After failing to get bills through the Colorado Legislature every year since 2013, social pot consumption advocates saw House Bill 1230, their most expansive attempt yet, pass this session. Under the new law, Colorado dispensaries will be able to apply for a tasting-room license similar to the one used for breweries, while hotels, restaurants, music venues, art galleries, yoga studios and other businesses can apply for private consumption licenses and limited pot sales. Mobile marijuana lounges such as tour buses and limousines will also be licensed but cannot sell marijuana; temporary licenses for special events will be available, too.
Although recreational marijuana was legalized in late 2012 and the first retail dispensaries opened on January 1, 2014, the state hadn't come up with an official plan for social pot use until now. For over five years, tourists could purchase marijuana in Colorado, but they had very few options for legal consumption, as most hotels ban smoking or marijuana use on their property. Private clubs, tour buses and private cannabis events provided the only places where social consumption was technically allowed, but even those entities routinely faced legal battles with local law enforcement.
Under the new law, social consumption businesses will have to apply for a license through the state Marijuana Enforcement Division and will be exempt from the Colorado Clean Indoor Air Act, a state law that bans public indoor smoking.

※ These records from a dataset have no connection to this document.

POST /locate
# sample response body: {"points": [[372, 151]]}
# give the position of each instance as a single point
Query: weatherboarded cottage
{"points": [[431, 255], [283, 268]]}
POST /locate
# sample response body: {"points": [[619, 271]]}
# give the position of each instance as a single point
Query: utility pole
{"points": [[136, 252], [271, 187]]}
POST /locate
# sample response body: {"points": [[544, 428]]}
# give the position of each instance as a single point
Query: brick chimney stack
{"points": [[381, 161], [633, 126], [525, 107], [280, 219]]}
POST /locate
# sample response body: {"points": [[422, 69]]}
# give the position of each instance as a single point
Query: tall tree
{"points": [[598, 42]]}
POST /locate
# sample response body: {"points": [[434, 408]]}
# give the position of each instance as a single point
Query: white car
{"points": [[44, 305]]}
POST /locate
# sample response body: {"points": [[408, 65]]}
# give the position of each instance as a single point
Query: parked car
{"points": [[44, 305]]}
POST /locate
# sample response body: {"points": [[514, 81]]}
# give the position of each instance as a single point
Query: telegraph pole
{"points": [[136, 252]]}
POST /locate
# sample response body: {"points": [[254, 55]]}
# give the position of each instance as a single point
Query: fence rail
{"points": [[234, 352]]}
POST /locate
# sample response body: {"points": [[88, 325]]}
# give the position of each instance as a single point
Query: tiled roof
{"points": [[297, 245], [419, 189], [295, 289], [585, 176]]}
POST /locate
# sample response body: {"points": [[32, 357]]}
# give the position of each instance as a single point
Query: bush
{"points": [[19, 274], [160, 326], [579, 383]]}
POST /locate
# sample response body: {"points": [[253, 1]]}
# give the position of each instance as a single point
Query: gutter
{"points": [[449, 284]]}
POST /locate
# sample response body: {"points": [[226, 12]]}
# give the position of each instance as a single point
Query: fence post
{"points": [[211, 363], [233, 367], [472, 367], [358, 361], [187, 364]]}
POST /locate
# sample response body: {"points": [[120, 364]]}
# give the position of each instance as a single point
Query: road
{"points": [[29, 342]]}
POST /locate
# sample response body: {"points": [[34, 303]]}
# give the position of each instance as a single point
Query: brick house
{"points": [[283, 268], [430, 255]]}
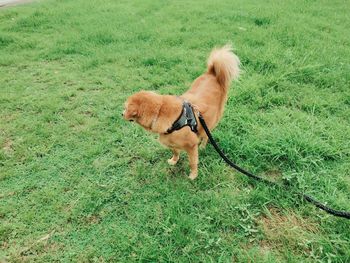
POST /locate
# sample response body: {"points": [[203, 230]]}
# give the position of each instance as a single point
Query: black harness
{"points": [[186, 118]]}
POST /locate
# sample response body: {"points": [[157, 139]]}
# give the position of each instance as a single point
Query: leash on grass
{"points": [[310, 199]]}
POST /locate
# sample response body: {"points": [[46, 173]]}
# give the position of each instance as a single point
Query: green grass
{"points": [[77, 183]]}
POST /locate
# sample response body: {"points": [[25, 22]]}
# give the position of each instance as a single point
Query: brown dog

However, there are still some hurdles that the industry must jump over before you see marijuana cafes or hash bars popping up in your town.
Local governments will have to opt in to the new law and can ban social-use establishments just as they can ban dispensaries (more towns still ban dispensaries than allow them). And if a local government does approve social-use businesses, it can still tweak the regulations somewhat, such as disallowing certain forms of consumption, like smoking or vaping. For example, Denver's social pot consumption ordinance, which the city's voters approved in November 2016, bans indoor smoking, and that prohibition would remain unaffected unless Denver City Council decides to change it.

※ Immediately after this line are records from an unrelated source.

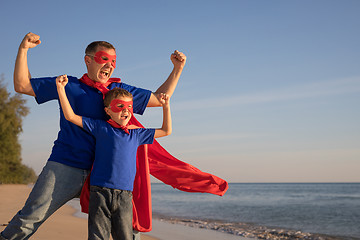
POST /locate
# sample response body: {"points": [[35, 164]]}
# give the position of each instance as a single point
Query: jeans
{"points": [[110, 211], [56, 185]]}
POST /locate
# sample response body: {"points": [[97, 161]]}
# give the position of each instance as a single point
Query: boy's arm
{"points": [[168, 87], [166, 128], [69, 114], [21, 71]]}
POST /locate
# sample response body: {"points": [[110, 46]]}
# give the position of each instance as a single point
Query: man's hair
{"points": [[91, 48], [115, 93]]}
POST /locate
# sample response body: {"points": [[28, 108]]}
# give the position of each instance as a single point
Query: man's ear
{"points": [[87, 60]]}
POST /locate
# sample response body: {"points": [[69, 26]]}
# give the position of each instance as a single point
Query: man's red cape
{"points": [[154, 159]]}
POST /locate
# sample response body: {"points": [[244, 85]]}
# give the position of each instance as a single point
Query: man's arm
{"points": [[21, 71], [69, 114], [168, 87], [166, 128]]}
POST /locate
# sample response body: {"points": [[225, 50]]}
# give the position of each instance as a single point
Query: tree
{"points": [[12, 111]]}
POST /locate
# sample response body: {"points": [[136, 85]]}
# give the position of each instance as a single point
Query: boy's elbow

Marijuana lobbyist Cindy Sovine, who also does consulting for social pot use entrepreneurs, calls HB 1230 the "most expansive bill in the country" for social consumption, and says she believes it could help diversify the pot industry.
"It's exciting to see this come to fruition," Sovine says. "It's not just an automatic endorsement for an existing [dispensary], either, so it provides a lot of opportunity for new business owners and social equity. With licenses being able to be both mobile and temporary, it allows for more creativity and innovation. Imagine legal consumption on 4/20 being a thing?"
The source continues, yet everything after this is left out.